Firebug and All Its Fancy: Powering A Web Revolution

John Resig (creator of JQuery) posted an absolutely great piece on how JavaScript/DOM debugger/profiler extension Firebug is truly powering a web revolution.

He examines in good detail some of the things Firebug has enabled developers to do: Things like real-time analysis of applied styles to elements of the DOM and how exactly your stylesheets cascade, let alone the ability to manipulate them in-browser.

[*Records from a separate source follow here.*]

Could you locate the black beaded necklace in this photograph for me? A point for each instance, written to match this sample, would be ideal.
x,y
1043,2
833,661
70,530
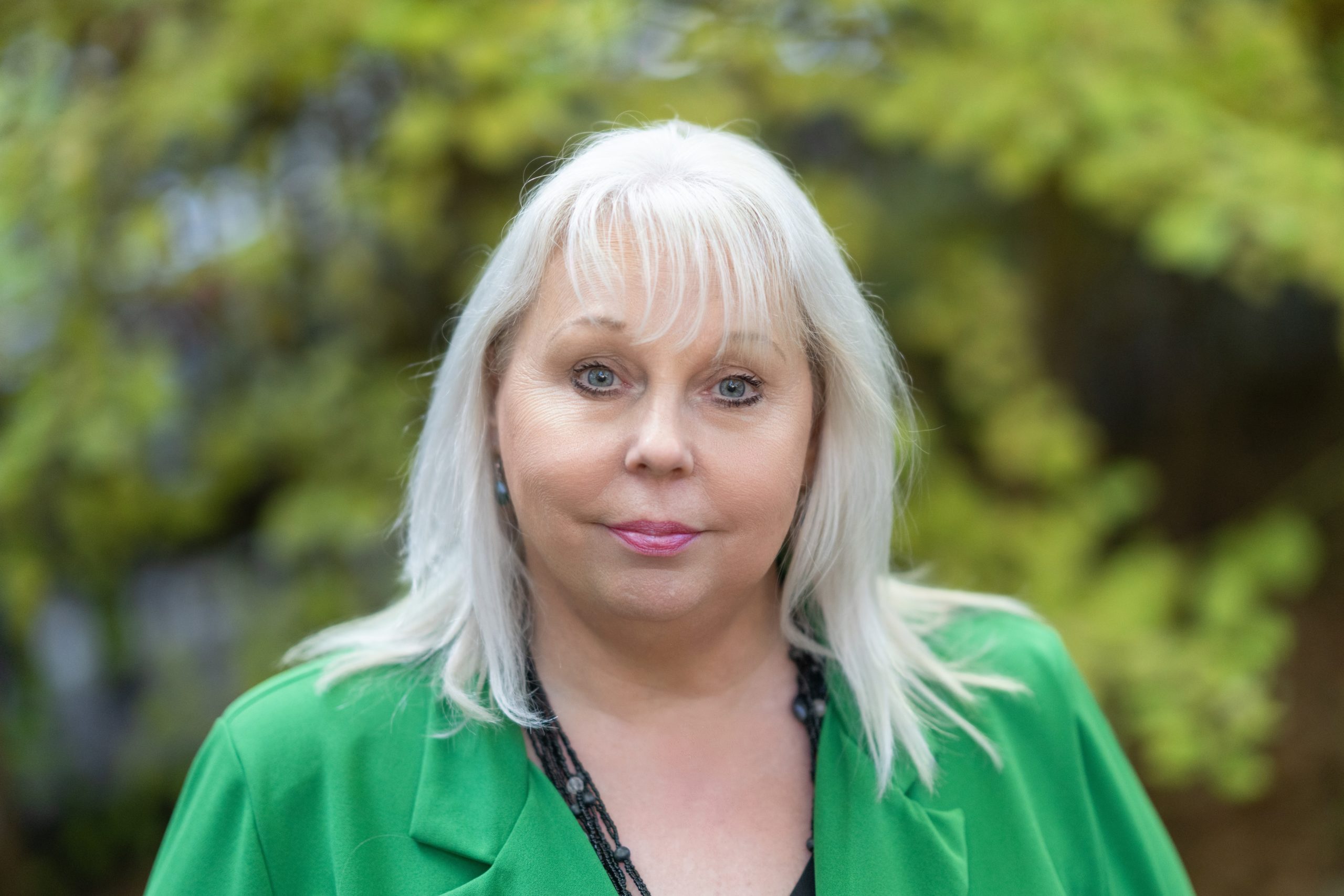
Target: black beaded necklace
x,y
562,765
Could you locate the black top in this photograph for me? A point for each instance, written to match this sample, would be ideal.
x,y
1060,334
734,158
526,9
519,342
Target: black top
x,y
807,884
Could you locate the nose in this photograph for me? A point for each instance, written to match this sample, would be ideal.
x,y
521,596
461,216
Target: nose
x,y
662,441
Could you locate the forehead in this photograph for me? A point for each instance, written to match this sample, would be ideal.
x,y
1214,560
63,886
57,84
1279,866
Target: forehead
x,y
652,291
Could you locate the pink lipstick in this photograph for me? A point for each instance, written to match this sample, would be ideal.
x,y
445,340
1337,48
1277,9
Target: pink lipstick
x,y
655,537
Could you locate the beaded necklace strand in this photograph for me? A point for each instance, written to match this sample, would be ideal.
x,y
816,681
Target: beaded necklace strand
x,y
563,769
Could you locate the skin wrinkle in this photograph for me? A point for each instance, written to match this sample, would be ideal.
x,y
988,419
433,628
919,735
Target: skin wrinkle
x,y
671,675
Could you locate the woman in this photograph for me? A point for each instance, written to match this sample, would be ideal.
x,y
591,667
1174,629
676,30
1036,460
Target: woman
x,y
649,640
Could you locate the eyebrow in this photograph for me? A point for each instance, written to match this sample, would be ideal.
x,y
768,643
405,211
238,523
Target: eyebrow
x,y
611,323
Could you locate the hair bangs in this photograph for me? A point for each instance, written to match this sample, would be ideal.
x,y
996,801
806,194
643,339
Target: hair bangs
x,y
689,248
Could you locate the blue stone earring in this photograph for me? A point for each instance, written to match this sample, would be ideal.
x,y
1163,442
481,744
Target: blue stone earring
x,y
500,488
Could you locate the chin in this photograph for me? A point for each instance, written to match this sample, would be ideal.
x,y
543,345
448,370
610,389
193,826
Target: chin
x,y
651,602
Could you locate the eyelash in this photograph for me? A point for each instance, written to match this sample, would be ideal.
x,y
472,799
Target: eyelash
x,y
725,402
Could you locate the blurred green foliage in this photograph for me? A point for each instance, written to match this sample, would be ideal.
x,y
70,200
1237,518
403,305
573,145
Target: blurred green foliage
x,y
232,234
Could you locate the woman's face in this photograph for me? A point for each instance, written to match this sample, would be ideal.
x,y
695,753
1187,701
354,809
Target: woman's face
x,y
598,437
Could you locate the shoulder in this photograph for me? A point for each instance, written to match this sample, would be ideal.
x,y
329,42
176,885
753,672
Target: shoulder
x,y
1002,641
1025,649
291,733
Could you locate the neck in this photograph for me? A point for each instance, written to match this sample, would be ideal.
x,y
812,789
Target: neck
x,y
636,669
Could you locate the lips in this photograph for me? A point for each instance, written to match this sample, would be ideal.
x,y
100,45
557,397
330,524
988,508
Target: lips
x,y
655,537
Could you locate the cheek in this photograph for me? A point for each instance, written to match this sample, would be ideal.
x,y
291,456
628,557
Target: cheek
x,y
557,462
756,481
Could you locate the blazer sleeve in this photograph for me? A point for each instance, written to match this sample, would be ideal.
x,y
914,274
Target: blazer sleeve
x,y
1138,853
212,844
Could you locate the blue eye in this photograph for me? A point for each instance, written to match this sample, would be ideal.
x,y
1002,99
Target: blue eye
x,y
598,376
598,379
740,386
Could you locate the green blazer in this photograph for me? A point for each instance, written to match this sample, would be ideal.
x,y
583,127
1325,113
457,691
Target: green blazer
x,y
296,793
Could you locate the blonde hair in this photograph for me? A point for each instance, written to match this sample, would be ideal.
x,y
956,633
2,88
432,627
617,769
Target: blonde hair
x,y
718,205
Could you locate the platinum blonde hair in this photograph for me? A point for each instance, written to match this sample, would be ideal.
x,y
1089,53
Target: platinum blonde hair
x,y
714,205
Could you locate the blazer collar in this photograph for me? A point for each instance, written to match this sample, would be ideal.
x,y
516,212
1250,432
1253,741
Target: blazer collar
x,y
480,797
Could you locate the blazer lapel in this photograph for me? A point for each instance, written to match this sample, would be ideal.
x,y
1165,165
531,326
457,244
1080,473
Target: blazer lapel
x,y
863,846
480,797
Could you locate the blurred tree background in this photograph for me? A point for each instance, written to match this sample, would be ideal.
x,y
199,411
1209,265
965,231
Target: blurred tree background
x,y
1108,237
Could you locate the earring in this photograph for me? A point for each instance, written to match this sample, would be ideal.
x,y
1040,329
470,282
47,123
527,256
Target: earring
x,y
500,487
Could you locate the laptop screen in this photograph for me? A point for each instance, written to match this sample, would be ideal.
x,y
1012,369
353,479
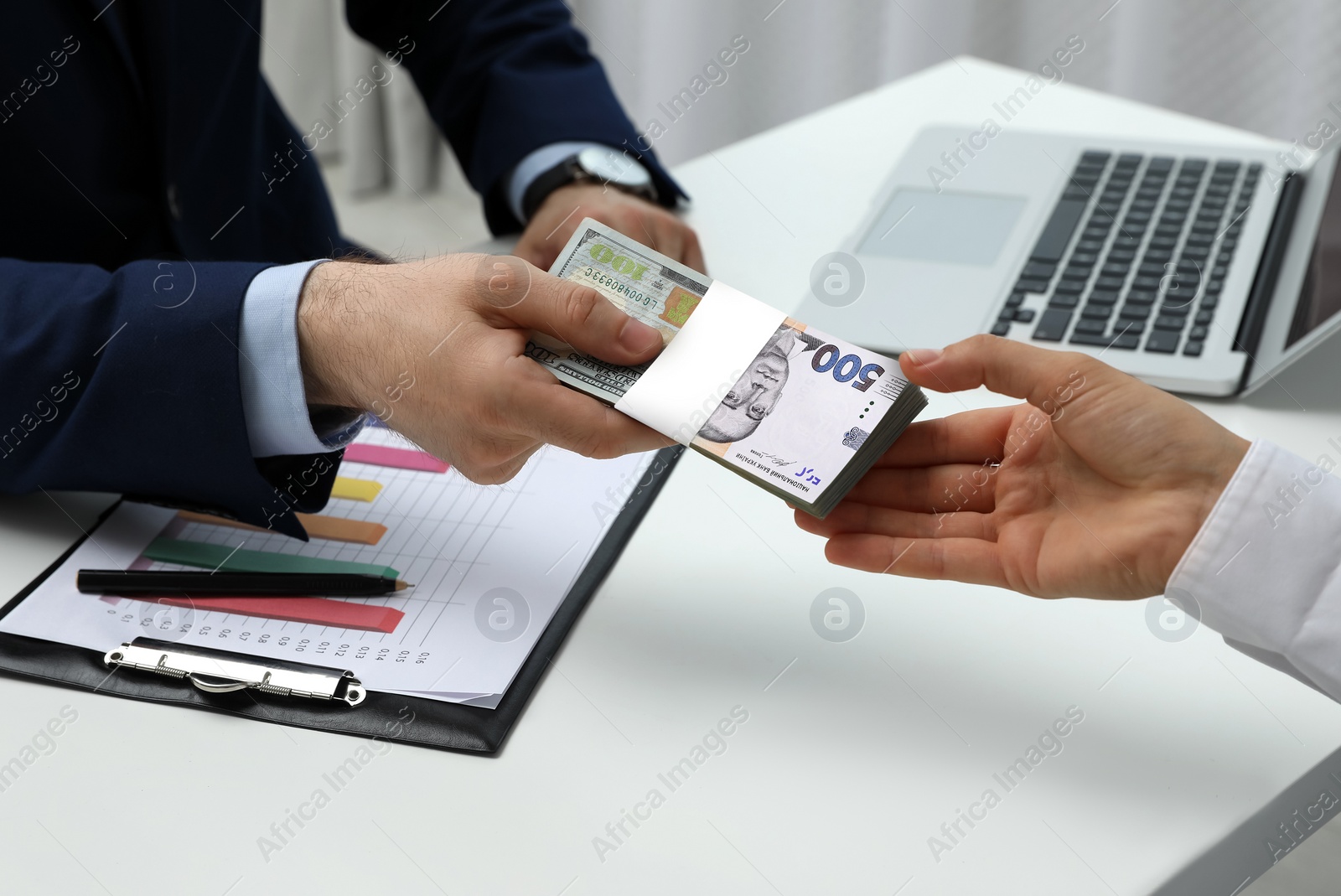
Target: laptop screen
x,y
1320,297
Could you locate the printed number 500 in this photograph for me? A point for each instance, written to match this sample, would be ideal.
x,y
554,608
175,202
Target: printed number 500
x,y
845,366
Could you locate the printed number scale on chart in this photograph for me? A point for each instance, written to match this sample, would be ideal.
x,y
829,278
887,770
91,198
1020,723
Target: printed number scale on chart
x,y
489,567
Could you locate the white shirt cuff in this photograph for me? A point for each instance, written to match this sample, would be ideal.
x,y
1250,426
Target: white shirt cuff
x,y
274,401
536,164
1264,569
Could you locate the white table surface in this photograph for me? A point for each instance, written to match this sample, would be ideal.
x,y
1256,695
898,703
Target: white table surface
x,y
853,753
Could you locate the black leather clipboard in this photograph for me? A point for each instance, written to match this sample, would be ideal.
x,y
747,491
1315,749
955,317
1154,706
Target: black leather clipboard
x,y
392,717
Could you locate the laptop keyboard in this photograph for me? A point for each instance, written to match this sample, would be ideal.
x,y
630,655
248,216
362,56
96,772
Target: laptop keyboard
x,y
1150,265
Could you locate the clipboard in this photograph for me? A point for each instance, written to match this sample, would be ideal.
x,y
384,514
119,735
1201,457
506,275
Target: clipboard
x,y
391,717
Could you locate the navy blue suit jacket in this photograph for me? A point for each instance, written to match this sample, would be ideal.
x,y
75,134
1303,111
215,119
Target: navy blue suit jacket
x,y
142,154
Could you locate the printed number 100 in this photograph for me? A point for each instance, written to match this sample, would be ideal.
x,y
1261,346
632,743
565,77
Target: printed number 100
x,y
845,366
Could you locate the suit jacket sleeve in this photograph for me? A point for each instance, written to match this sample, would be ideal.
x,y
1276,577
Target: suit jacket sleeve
x,y
503,78
117,382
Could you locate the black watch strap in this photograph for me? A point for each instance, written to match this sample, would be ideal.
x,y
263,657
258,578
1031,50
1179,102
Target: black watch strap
x,y
546,183
567,172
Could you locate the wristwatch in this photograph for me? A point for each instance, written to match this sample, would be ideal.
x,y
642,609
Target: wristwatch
x,y
597,165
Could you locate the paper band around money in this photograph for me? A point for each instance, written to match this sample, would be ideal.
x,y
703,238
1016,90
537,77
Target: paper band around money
x,y
702,364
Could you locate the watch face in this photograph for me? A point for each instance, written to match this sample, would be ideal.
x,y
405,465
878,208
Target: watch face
x,y
614,167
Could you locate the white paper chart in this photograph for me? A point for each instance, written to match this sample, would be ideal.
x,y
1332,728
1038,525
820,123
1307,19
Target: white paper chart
x,y
489,565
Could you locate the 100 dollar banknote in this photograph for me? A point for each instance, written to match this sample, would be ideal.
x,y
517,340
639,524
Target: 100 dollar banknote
x,y
804,417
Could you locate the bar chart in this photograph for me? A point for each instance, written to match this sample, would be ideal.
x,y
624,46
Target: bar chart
x,y
402,514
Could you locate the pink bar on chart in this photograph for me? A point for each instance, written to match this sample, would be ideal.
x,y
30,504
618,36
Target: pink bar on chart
x,y
399,458
315,610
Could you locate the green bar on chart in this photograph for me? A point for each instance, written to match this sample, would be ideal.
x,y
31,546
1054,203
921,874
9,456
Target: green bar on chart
x,y
174,550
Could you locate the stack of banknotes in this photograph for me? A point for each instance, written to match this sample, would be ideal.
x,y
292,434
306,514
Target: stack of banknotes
x,y
805,419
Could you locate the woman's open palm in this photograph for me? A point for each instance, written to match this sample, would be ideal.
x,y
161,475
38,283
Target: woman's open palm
x,y
1093,489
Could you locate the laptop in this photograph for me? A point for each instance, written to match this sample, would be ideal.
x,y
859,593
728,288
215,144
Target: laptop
x,y
1199,268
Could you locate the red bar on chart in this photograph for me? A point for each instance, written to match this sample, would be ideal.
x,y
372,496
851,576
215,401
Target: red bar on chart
x,y
399,458
315,610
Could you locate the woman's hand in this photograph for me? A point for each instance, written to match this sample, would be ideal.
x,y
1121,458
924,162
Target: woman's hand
x,y
1093,489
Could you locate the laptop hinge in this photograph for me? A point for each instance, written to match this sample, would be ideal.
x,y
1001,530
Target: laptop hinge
x,y
1269,270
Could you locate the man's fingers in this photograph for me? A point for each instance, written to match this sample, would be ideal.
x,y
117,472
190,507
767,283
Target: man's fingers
x,y
962,560
560,416
694,251
1043,377
966,438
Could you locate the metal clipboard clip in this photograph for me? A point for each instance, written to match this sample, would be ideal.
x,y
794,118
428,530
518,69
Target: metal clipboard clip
x,y
221,672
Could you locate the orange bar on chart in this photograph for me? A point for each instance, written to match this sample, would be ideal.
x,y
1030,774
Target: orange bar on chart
x,y
355,489
313,610
333,529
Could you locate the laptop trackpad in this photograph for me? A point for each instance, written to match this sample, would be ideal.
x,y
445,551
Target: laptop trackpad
x,y
951,228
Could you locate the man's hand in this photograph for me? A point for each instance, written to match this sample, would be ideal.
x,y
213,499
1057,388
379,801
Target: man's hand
x,y
563,210
1101,483
438,349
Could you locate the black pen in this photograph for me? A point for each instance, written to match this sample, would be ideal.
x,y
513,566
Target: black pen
x,y
232,583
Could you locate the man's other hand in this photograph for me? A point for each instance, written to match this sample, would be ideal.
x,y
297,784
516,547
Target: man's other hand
x,y
438,349
563,210
1093,489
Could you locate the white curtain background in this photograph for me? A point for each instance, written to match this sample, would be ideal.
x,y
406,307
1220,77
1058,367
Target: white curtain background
x,y
1271,66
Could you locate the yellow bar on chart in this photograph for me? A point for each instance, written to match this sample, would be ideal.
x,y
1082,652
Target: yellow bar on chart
x,y
355,489
333,529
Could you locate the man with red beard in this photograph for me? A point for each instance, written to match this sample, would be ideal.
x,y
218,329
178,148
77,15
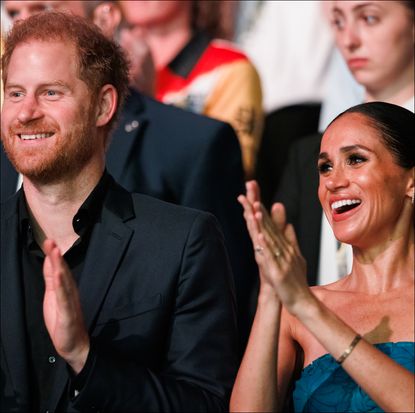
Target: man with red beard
x,y
109,300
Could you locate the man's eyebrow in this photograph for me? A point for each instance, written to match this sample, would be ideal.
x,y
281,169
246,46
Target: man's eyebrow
x,y
57,83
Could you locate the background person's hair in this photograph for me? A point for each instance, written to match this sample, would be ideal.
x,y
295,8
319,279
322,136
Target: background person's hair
x,y
396,126
410,4
100,61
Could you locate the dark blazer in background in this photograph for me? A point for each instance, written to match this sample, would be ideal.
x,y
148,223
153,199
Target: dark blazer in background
x,y
8,182
157,297
298,192
190,160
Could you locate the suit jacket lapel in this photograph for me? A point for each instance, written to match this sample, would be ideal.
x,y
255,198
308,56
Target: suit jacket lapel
x,y
132,123
109,240
13,332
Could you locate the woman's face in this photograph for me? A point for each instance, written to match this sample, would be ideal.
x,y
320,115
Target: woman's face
x,y
362,190
154,12
376,39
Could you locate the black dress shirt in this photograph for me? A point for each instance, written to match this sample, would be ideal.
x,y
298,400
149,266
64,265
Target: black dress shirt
x,y
42,354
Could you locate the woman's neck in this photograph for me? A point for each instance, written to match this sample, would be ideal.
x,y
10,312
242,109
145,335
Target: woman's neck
x,y
397,93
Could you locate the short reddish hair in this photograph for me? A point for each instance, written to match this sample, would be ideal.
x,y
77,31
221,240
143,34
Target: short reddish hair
x,y
100,61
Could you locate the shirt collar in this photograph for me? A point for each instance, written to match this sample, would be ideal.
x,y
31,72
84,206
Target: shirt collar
x,y
88,213
183,64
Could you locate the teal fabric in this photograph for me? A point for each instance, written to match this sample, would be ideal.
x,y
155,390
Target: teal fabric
x,y
325,387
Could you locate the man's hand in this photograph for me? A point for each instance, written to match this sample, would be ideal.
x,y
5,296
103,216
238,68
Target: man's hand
x,y
62,309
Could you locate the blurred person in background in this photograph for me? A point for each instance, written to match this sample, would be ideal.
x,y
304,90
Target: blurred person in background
x,y
194,70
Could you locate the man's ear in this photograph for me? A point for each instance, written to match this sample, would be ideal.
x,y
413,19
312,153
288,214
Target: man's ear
x,y
410,190
106,105
107,16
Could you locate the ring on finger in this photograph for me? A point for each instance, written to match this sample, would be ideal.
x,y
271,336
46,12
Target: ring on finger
x,y
259,249
277,252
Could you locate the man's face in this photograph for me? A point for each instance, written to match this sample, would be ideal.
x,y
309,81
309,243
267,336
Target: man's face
x,y
47,123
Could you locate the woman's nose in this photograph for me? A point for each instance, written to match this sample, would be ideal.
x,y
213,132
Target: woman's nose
x,y
337,180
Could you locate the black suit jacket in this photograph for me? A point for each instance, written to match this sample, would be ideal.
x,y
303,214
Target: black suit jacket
x,y
187,159
190,160
298,192
157,298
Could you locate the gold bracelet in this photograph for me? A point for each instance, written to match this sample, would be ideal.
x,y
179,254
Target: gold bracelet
x,y
349,349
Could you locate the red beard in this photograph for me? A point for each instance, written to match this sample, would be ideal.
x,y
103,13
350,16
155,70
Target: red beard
x,y
63,156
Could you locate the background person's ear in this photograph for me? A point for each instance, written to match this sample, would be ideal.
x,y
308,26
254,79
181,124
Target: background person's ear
x,y
107,16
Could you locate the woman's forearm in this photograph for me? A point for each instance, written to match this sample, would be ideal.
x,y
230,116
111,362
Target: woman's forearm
x,y
390,385
255,388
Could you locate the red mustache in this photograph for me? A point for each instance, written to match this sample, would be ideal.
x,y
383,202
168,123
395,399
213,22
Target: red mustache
x,y
33,127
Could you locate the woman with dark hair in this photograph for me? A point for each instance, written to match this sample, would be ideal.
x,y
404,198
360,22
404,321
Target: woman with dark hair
x,y
349,345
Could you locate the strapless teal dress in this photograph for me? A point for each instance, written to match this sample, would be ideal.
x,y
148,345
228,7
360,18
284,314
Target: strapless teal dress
x,y
325,387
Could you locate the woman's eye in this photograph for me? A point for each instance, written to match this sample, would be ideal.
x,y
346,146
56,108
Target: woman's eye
x,y
337,23
324,167
15,96
370,19
355,159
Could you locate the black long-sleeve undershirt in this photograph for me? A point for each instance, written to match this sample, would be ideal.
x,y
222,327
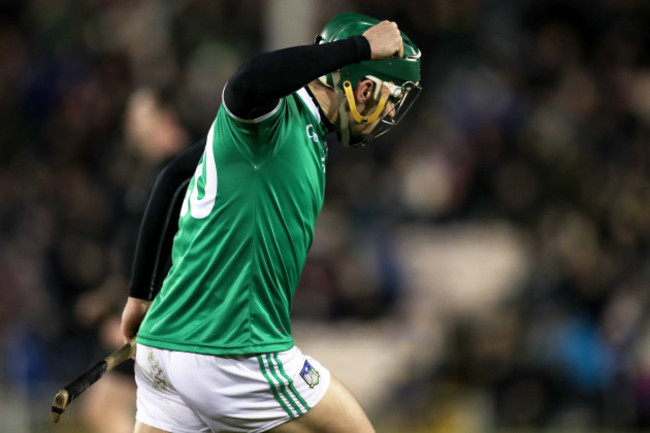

Things like the ability to profile JavaScript and network performance with a level of granularity and accuracy you could only dream of before—let alone the ability to monitor AJAX calls and debug them. And a bunch more.

He also posits what’s next for Firebug, with some good suggestions for things like visual performance profiling, AJAX-request manual triggering and a few others.

What’s most fascinating to me, though, is the sheer volume of downloads of the Firebug extension. We’re talking 6.2 million downloads since its release. Consider that number for a second. Even if 70% of those are duplicate downloads and only 30% of those downloads are unique users, that’s still 1.8 million developers. Now, Firebug isn’t an add-on for regular users. It’s strictly a power-user/developer tool. Hell, even the Firebug plugin YSlow has over 380,000 downloads.

I think it speaks volumes about the state of the industry and the real web revolution we have on our hands here: Creating applications, making useful tools and delivering quality results are elements within reach of so many more individuals, with such lower barriers to entry, considerably lower costs and a greatly smoothed learning curve.